In Lindenfels entsteht ein zweistöckiges Wohnhaus, das nach der Fertigstellung eine Gesamtwohnfläche von 242 Quadratmetern bieten wird. Bezogen wird es nicht im Odenwald, sondern erst nach dem Wiederaufbau in der Nähe von Marburg.
„Wir fertigen die beiden Geschosse inklusive aller statischen Teile in Lindenfels und bauen das Haus komplett auf. Danach werden Lufthohlräume mit Kautschuk und Schafwolle abgedichtet, bevor die Teile nummeriert und für den Abtransport rückgebaut werden“, erklärt der Holzblockhausbauer die Vorgehensweise.
Vor der Zerlegung hat der Bauherr die Möglichkeit, sein Eigenheim aufgebaut zu besichtigen und Details bei der Innenausstattung in den Räumen festzulegen. „Nach seinen Wünschen bereiten wir Montagemöglichkeiten vor und bohren auch Schächte für Kabelrohre in das Holz, um die Leitungen unsichtbar in den Baumstämmen verlaufen zu lassen“, so Riemenschneider. Obwohl die Bewohner sich für die rustikale Baumstammoptik entschieden haben, können auch „konventionelle Wände“ nachinstalliert werden.
65 Weißtannen aus dem Schwarzwald werden verarbeitet
Wenn das Haus fertig aufgebaut steht, werden die Baumstämme markiert.
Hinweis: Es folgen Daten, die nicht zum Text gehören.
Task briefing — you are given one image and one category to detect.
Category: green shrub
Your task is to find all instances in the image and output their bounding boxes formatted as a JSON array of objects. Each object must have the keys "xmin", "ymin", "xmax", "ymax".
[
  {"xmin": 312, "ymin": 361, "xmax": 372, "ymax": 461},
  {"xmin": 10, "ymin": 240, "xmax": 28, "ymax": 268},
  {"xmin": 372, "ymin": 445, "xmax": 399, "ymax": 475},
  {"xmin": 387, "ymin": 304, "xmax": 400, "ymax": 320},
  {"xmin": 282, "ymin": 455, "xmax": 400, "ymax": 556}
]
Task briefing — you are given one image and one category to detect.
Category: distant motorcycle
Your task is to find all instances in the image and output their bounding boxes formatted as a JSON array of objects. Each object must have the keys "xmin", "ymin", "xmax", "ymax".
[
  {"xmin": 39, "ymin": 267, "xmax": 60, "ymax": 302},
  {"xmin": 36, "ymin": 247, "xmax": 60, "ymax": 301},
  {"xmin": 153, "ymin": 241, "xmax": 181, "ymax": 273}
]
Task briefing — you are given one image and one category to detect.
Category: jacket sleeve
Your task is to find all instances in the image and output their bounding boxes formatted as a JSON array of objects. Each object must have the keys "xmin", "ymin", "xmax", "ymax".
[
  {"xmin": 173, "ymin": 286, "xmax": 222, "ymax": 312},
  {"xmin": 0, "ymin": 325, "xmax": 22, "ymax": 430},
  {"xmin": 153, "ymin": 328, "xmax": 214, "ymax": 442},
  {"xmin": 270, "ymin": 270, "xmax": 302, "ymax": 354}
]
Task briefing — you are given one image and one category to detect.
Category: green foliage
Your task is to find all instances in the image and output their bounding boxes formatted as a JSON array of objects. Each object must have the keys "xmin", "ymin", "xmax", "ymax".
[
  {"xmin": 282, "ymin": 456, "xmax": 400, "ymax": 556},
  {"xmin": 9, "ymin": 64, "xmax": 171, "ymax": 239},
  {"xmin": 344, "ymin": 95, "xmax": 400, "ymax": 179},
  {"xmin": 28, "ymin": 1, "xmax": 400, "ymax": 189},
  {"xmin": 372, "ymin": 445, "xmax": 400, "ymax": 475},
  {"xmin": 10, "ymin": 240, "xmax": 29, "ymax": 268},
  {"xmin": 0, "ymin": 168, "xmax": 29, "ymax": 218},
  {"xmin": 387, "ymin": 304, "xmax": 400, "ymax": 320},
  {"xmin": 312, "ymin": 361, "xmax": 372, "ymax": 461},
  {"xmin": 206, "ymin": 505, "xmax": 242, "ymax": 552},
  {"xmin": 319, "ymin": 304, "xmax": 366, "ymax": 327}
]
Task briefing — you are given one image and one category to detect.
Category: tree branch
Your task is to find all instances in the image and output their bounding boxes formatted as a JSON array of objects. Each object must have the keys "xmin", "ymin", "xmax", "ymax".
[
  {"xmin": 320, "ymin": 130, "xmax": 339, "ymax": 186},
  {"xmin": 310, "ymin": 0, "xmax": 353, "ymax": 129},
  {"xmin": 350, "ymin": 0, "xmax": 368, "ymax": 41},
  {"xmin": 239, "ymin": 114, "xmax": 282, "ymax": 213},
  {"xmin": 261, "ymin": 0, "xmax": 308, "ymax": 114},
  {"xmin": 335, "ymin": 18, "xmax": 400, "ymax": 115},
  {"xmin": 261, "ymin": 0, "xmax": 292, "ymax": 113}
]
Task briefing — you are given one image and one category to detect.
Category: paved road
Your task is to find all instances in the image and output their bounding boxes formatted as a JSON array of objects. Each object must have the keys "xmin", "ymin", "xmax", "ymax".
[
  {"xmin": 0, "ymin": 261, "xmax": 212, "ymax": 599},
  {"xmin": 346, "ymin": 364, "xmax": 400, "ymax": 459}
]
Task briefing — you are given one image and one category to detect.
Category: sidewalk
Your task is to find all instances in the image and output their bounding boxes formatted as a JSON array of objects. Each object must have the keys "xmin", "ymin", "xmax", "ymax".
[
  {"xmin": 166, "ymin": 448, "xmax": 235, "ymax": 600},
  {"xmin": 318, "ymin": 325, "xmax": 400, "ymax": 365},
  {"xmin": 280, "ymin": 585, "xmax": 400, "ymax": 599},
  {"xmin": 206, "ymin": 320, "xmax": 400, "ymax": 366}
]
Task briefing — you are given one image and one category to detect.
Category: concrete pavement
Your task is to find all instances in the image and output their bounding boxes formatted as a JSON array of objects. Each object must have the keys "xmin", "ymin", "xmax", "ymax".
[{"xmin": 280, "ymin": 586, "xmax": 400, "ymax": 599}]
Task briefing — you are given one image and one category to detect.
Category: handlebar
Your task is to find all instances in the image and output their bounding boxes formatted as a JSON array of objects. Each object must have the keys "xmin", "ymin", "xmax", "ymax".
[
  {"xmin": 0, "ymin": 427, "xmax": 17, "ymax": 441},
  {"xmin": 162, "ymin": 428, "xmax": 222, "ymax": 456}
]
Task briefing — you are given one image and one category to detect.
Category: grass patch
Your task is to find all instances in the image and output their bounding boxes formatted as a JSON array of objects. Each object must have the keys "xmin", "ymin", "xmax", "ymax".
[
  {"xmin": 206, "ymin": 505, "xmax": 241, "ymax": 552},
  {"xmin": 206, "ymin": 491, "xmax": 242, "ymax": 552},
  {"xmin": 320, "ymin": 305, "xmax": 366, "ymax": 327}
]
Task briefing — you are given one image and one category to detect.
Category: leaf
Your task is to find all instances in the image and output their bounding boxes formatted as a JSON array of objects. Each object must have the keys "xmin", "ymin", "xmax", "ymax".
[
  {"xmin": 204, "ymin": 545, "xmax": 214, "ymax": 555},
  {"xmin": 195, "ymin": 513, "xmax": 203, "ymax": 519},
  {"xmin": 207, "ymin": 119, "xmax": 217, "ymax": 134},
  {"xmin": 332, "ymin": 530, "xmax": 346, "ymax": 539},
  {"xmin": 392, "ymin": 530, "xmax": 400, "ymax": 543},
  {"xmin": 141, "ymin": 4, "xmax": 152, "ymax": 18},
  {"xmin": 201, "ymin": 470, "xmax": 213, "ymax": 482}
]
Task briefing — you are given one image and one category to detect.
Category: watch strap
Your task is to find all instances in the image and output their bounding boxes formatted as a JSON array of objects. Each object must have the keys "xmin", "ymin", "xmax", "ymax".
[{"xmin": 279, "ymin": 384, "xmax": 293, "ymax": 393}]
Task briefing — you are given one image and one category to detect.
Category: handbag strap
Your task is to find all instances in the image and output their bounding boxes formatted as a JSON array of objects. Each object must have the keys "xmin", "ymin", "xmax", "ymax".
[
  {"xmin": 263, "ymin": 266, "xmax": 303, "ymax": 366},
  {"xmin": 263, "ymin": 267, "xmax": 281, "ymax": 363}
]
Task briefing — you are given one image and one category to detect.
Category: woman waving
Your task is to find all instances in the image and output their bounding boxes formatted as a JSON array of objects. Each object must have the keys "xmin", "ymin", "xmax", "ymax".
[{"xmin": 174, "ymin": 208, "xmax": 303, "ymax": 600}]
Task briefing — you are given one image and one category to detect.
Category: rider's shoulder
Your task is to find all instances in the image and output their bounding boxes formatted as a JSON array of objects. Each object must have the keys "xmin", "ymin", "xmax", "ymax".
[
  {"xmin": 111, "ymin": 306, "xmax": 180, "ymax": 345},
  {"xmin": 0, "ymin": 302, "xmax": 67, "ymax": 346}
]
Für den Abtransport wird jeder Stamm einzeln und vorsichtig verladen. „Insgesamt muss man bei einem Bau wie diesem mit einer Gesamtzeit von rund einem Vierteljahr rechnen“, so Bruno Riemenschneider.
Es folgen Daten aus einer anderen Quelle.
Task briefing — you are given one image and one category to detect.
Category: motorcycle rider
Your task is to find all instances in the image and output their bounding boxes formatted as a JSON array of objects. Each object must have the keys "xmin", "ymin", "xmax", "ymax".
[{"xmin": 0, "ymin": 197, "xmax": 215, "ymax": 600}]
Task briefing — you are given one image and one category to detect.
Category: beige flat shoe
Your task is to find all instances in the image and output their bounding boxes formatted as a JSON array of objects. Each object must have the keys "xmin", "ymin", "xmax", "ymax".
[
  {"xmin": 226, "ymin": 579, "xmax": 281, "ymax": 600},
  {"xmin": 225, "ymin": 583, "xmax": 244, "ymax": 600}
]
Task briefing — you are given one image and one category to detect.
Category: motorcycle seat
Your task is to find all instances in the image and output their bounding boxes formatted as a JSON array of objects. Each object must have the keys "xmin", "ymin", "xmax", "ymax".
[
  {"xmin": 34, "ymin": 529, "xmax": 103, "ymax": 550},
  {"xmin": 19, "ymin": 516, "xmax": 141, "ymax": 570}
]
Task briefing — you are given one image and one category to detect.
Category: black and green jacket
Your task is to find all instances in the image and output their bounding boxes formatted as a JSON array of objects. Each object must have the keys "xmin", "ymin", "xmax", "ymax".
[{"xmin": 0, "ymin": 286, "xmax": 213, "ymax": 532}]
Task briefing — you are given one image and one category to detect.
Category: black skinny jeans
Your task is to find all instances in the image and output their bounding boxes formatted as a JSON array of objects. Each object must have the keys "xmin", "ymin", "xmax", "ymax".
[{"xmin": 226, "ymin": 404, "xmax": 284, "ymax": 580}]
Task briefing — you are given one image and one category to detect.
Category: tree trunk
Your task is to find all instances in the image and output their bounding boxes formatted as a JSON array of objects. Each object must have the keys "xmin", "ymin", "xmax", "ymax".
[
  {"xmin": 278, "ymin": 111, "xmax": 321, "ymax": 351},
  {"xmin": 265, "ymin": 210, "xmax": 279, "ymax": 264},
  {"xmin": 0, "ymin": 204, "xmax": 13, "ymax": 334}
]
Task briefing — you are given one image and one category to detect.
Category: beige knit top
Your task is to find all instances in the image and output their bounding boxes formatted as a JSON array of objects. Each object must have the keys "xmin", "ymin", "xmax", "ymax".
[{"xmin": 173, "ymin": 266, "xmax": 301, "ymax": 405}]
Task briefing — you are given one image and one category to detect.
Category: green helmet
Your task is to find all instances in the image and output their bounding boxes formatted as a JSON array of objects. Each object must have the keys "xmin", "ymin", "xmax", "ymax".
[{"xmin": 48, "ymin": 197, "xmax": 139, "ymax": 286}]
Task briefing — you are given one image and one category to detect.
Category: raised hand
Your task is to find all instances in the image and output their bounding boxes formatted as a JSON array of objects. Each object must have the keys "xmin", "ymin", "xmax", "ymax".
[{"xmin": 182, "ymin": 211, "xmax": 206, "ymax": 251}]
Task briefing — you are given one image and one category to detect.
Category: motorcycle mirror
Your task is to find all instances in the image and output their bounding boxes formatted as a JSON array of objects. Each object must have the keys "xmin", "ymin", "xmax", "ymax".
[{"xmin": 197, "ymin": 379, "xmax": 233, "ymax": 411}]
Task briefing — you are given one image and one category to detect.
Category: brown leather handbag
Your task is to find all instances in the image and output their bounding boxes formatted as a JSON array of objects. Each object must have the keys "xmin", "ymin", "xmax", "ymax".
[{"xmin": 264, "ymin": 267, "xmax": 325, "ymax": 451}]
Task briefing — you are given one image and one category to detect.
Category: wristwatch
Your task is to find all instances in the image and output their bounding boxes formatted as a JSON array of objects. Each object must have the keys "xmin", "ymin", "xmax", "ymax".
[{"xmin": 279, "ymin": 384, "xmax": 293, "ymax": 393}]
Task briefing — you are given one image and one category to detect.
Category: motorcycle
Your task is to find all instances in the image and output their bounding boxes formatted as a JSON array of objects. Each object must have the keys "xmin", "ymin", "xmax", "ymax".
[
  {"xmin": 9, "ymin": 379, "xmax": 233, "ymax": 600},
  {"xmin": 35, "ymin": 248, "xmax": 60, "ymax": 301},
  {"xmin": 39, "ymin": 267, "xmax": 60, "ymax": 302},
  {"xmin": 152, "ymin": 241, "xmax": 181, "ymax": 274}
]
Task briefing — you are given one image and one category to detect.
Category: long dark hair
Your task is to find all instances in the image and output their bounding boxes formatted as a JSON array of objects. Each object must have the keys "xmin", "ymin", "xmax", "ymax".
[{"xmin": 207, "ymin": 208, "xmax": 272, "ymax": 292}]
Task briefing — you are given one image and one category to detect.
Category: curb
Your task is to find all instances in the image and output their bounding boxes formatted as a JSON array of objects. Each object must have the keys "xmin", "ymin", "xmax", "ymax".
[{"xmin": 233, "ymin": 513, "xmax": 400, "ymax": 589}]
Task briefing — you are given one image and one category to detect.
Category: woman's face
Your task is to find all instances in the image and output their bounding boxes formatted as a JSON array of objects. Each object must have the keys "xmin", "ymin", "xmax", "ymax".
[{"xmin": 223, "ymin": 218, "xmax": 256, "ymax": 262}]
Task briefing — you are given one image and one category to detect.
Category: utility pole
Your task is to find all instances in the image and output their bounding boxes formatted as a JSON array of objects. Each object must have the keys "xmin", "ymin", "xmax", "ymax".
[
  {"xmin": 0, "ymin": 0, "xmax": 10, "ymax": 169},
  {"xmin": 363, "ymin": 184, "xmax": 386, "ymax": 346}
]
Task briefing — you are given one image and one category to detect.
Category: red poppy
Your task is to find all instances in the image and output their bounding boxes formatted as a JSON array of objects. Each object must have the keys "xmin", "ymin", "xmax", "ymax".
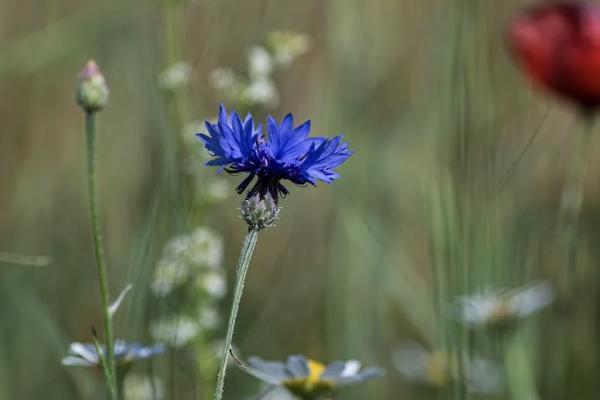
[{"xmin": 507, "ymin": 1, "xmax": 600, "ymax": 111}]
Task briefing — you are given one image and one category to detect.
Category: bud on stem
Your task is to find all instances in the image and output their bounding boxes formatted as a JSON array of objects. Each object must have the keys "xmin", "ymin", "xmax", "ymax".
[
  {"xmin": 240, "ymin": 193, "xmax": 279, "ymax": 230},
  {"xmin": 76, "ymin": 60, "xmax": 109, "ymax": 113}
]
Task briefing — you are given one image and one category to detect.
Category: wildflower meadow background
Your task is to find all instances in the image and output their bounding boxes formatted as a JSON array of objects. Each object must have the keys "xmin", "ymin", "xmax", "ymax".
[{"xmin": 3, "ymin": 0, "xmax": 600, "ymax": 399}]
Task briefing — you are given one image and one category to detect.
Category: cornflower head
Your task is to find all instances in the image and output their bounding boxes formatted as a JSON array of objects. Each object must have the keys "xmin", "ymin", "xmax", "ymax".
[
  {"xmin": 457, "ymin": 283, "xmax": 553, "ymax": 329},
  {"xmin": 393, "ymin": 343, "xmax": 503, "ymax": 394},
  {"xmin": 151, "ymin": 227, "xmax": 224, "ymax": 297},
  {"xmin": 237, "ymin": 354, "xmax": 383, "ymax": 400},
  {"xmin": 197, "ymin": 105, "xmax": 352, "ymax": 228},
  {"xmin": 76, "ymin": 60, "xmax": 109, "ymax": 113}
]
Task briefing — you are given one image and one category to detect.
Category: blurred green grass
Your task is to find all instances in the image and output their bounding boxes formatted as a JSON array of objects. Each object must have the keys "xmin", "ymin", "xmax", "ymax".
[{"xmin": 3, "ymin": 0, "xmax": 600, "ymax": 399}]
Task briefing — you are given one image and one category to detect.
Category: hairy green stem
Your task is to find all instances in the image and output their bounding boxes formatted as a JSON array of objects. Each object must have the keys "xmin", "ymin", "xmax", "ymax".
[
  {"xmin": 85, "ymin": 111, "xmax": 118, "ymax": 399},
  {"xmin": 214, "ymin": 229, "xmax": 260, "ymax": 400}
]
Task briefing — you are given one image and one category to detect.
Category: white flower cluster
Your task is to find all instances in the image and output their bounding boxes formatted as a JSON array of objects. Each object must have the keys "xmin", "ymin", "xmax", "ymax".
[
  {"xmin": 267, "ymin": 31, "xmax": 310, "ymax": 67},
  {"xmin": 151, "ymin": 227, "xmax": 224, "ymax": 296},
  {"xmin": 151, "ymin": 315, "xmax": 201, "ymax": 348},
  {"xmin": 210, "ymin": 31, "xmax": 310, "ymax": 110},
  {"xmin": 151, "ymin": 227, "xmax": 227, "ymax": 348}
]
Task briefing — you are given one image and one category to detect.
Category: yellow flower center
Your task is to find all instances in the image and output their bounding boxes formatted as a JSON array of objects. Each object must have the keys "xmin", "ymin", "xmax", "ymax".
[
  {"xmin": 425, "ymin": 352, "xmax": 450, "ymax": 387},
  {"xmin": 283, "ymin": 359, "xmax": 333, "ymax": 399},
  {"xmin": 488, "ymin": 298, "xmax": 513, "ymax": 325},
  {"xmin": 307, "ymin": 359, "xmax": 326, "ymax": 384}
]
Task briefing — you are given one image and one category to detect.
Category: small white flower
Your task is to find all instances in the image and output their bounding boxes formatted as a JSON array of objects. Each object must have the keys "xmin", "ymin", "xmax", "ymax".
[
  {"xmin": 393, "ymin": 342, "xmax": 503, "ymax": 393},
  {"xmin": 510, "ymin": 283, "xmax": 553, "ymax": 318},
  {"xmin": 152, "ymin": 228, "xmax": 224, "ymax": 296},
  {"xmin": 198, "ymin": 306, "xmax": 220, "ymax": 330},
  {"xmin": 458, "ymin": 283, "xmax": 553, "ymax": 327},
  {"xmin": 151, "ymin": 317, "xmax": 200, "ymax": 348},
  {"xmin": 393, "ymin": 343, "xmax": 450, "ymax": 387},
  {"xmin": 62, "ymin": 341, "xmax": 164, "ymax": 367},
  {"xmin": 188, "ymin": 228, "xmax": 224, "ymax": 269},
  {"xmin": 158, "ymin": 62, "xmax": 192, "ymax": 91},
  {"xmin": 240, "ymin": 354, "xmax": 383, "ymax": 398},
  {"xmin": 151, "ymin": 260, "xmax": 188, "ymax": 297},
  {"xmin": 210, "ymin": 68, "xmax": 240, "ymax": 93},
  {"xmin": 465, "ymin": 358, "xmax": 504, "ymax": 395},
  {"xmin": 206, "ymin": 179, "xmax": 230, "ymax": 201},
  {"xmin": 201, "ymin": 271, "xmax": 227, "ymax": 299},
  {"xmin": 248, "ymin": 46, "xmax": 274, "ymax": 80},
  {"xmin": 267, "ymin": 31, "xmax": 310, "ymax": 67},
  {"xmin": 245, "ymin": 79, "xmax": 279, "ymax": 107}
]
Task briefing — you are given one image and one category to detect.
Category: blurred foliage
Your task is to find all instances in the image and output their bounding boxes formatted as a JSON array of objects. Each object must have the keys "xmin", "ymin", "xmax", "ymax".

Bruno Riemenschneider setzt bei der Materialauswahl auf regionale Produkte und kauft das Holz direkt bei Förstern und Waldbesitzern. 65 Weißtannen aus dem Schwarzwald wurden für das Haus verarbeitet.
Nach der Anlieferung befreiten Riemenschneider, Dachdeckermeister und Zimmermann Luca Schmidt sowie Zimmermann Luis Bohländer die Stämme von der Rinde und hobelten sie. Bereits dann wurde ausgesucht, welcher Stamm an welcher Stelle verarbeitet wird.
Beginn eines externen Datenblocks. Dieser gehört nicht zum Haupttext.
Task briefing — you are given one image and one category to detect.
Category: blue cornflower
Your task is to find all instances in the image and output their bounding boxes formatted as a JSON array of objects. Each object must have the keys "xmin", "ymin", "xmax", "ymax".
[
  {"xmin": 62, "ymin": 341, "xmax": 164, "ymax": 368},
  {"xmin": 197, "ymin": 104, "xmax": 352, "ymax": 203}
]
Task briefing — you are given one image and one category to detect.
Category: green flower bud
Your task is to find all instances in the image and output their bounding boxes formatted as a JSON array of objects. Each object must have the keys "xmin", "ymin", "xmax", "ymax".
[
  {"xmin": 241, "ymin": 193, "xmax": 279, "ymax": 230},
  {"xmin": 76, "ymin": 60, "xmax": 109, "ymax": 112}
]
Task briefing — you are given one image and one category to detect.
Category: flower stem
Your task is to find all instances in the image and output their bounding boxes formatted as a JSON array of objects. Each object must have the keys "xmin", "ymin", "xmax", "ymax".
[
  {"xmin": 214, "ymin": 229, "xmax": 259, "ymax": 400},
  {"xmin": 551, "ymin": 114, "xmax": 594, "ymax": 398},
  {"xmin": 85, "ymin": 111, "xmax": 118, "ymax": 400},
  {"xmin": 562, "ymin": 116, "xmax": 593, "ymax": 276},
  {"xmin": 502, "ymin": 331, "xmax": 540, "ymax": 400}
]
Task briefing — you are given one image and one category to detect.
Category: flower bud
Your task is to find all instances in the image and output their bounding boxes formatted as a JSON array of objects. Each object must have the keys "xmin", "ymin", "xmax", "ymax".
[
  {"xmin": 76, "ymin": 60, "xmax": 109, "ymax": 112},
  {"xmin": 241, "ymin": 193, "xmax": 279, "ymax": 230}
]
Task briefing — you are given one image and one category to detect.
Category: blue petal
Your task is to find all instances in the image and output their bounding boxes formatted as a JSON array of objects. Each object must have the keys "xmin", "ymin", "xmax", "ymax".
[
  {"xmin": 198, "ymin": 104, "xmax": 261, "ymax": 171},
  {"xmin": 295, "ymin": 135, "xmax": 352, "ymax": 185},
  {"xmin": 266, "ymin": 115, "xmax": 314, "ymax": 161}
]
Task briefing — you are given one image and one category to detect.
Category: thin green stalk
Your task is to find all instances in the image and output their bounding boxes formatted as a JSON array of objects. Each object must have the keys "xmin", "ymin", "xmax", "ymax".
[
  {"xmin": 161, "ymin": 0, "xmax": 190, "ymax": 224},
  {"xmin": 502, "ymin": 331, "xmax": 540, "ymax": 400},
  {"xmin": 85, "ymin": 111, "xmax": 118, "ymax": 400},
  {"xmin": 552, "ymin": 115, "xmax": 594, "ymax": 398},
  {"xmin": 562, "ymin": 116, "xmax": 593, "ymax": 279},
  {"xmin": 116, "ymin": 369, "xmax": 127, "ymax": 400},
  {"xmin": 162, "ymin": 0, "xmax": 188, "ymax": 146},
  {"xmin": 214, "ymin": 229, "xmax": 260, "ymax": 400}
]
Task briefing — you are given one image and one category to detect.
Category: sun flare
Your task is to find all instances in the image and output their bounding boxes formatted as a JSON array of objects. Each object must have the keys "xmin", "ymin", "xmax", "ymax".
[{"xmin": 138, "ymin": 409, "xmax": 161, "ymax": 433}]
Wichtig ist außer den Kenntnissen im Holzbau auch das richtige Werkzeug. Wasserwaage, Kettensäge, Stammwender und Stammhalter sind wie ein Scriber-Zirkel unerlässlich. „Kein Baum wächst gleich, aber beim Bau eines Blockhauses müssen die Rundhölzer perfekt aufeinanderpassen, und es dürfen keine Fugen entstehen. Die unterschiedlich dicken und unregelmäßig geformten Stämme werden – erst nach Augenmaß und dann mit Hilfe des Scriber-Zirkels – individuell angepasst.“
Der Name des Geräts leitet sich von seiner zirkelähnlichen Form und dem englischen Begriff für Kopist oder Anreißer ab. Es wird genutzt, um die Konturen des unteren Baumstammes auf den oberen Baumstamm „anzureißen“, also zu übertragen, um Unebenheiten passgenau bearbeiten zu können.
Während seiner Gesellenzeit in Kanada und den USA entdeckte Bruno Riemenschneider seine Leidenschaft für den Bau von Holzblockhäusern. Nach seiner Rückkehr nach Deutschland bildete er sich unter anderem in der German School of Log Building in Fulda weiter. Log Building ist der englische Begriff für den Blockhausbau. Riemenschneider sammelte weitere Erfahrung, bevor er sich im vergangenen Mai zur Firmengründung entschloss. „Natürlich bieten wir auch neben Blockwohnhäusern auch andere Zimmerdienste an“, erklärt der 31-Jährige. Dazu zählen Holz- und Dachausbauten, der Bau von Carports und Blockhütten für den Garten.
Der nachhaltige Rohstoff kann Kohlendioxid über Jahrhunderte binden
Doch die großen Holzhäuser liegen dem Zimmermeister besonders am Herzen. „Holz ist ein ökologischer, leimfreier Baustoff, ideal nicht nur für Allergiker, atmungsaktiv, nachwachsend und wie es hier benutzt wird absolut nachhaltig.“ Außerdem bindet es Kohlendioxid, da das Holz in seiner natürlichen Form verbaut wird. „Dies könnte 200 bis 300 Jahre lang gebunden bleiben, denn so lange können Holzblockhäuser bestehen“, sagt Bruno Riemenschneider .
Er ist davon überzeugt, dass umweltbewusstes Bauen und modernes Wohnen bei dieser Bauweise keine Widersprüche sind. Es spreche viel für den regional und lokal verfügbaren Baustoff. Und wenn sich die Lebensumstände ändern: „Ein Blockhaus lässt sich wieder abbauen und an anderer Stelle neu errichten oder ein anderes Gewerk bauen. Das ist echte Nachhaltigkeit.“ Der Schutt von Steinhäusern müsse dagegen teuer entsorgt werden.